|M.Sc Student||Rozanov Mirron|
|Subject||An Approximation Scheme for Weighet and Non-Weighted|
|Department||Department of Industrial Engineering and Management||Supervisors||Professor Ofer Strichman|
|Professor Carmel Domshlak|
|Full Thesis text|
Model-Counting (MC) is the problem of determining the number of solutions (models) for a given propositional formula. Weighted Model Counting
(WMC) is the problem of finding the total weight of the models of a propositional formula, where that weight is based on weights assigned to each of the literals. MC and WMC are #P problems (#P is the class of problems of finding the number of solutions for an NP hard problem). There are efficient methods for exact counting, but since the problem is hard both theoretically and in practice, it makes sense to find approximations. Indeed several approaches exist for MC and WMC approximations, and for approximating lower/upper bounds on the count/weighted count. Those methods are usually based on various sampling methodologies. Another approach tries to provide lower and upper bounds by adding constraints to the target formula that reduce the number of solutions in a predictable manner. In this thesis we describe a new approach to approximating MC and WMC. Our solution is based on a controlled reduction of the number of models or their weight by adding specially constructed constraints.
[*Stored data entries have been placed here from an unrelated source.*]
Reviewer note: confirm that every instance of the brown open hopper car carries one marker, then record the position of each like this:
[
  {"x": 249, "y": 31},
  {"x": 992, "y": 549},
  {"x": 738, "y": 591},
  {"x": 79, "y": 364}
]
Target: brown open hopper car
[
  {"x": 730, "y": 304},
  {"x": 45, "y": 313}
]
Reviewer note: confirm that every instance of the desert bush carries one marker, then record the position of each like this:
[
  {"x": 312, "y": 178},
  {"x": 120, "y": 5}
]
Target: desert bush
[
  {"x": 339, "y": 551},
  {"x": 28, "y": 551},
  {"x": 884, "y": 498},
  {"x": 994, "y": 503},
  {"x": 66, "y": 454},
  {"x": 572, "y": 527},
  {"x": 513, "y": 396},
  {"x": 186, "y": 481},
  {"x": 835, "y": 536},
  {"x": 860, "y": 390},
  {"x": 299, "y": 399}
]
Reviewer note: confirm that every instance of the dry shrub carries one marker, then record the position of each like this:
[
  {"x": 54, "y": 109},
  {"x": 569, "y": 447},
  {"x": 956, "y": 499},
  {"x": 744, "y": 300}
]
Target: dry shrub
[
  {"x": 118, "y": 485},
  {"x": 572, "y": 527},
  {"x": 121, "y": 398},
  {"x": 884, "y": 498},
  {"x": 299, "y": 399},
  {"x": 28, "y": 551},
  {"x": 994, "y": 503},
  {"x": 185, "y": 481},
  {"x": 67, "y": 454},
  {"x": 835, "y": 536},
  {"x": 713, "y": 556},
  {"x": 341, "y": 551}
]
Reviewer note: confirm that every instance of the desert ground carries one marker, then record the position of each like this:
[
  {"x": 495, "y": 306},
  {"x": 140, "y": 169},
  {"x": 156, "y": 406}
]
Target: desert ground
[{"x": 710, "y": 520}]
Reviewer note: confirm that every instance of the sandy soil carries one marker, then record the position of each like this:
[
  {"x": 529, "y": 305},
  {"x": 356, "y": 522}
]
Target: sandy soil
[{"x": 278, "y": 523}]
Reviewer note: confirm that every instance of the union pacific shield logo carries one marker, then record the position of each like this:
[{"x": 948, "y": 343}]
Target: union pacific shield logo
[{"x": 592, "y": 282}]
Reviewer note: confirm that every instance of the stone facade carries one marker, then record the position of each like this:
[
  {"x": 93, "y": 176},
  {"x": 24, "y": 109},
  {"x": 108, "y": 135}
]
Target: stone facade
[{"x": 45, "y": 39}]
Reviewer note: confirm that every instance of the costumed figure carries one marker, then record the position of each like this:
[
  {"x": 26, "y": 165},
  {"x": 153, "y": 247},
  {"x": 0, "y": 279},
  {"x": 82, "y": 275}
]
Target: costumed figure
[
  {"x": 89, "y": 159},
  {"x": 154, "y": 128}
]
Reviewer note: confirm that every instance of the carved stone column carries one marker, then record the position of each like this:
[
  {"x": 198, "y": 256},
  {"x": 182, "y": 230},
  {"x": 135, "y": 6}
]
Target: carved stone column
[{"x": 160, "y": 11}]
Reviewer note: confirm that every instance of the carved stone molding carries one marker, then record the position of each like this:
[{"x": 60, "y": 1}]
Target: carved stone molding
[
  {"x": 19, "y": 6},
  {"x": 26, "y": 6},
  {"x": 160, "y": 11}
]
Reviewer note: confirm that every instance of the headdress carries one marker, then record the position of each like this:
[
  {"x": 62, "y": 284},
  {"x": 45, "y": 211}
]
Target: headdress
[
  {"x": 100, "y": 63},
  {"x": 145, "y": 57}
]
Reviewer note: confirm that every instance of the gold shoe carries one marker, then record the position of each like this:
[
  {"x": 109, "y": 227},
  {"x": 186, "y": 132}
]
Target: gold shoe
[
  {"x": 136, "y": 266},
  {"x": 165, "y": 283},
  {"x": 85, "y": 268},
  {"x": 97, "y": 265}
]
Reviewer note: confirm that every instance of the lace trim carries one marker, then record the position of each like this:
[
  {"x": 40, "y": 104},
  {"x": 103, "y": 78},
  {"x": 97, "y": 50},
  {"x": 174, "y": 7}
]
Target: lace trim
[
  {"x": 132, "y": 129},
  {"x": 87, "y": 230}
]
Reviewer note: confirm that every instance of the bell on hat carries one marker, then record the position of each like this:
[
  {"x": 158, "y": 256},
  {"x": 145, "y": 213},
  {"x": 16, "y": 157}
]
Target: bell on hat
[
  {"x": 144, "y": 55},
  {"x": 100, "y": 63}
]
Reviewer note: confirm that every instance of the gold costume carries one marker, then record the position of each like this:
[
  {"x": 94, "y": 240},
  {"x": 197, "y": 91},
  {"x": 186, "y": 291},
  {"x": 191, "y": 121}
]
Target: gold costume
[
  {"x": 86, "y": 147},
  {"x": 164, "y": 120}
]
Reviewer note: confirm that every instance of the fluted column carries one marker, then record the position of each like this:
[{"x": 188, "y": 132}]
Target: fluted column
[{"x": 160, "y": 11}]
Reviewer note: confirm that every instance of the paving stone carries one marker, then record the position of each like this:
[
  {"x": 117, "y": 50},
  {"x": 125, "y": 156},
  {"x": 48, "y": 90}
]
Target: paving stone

We present several types of constraints and methods of using them in order to approximate the model count or the weight of a given propositional formula.
We show theoretically and experimentally that a single constraint, on average, removes the expected ratio of formula weight or solutions. Unfortunately, however, our experiments with real formulas show that the variance in the number of removed solutions (or formula weight) is too high to create a practical approximation scheme.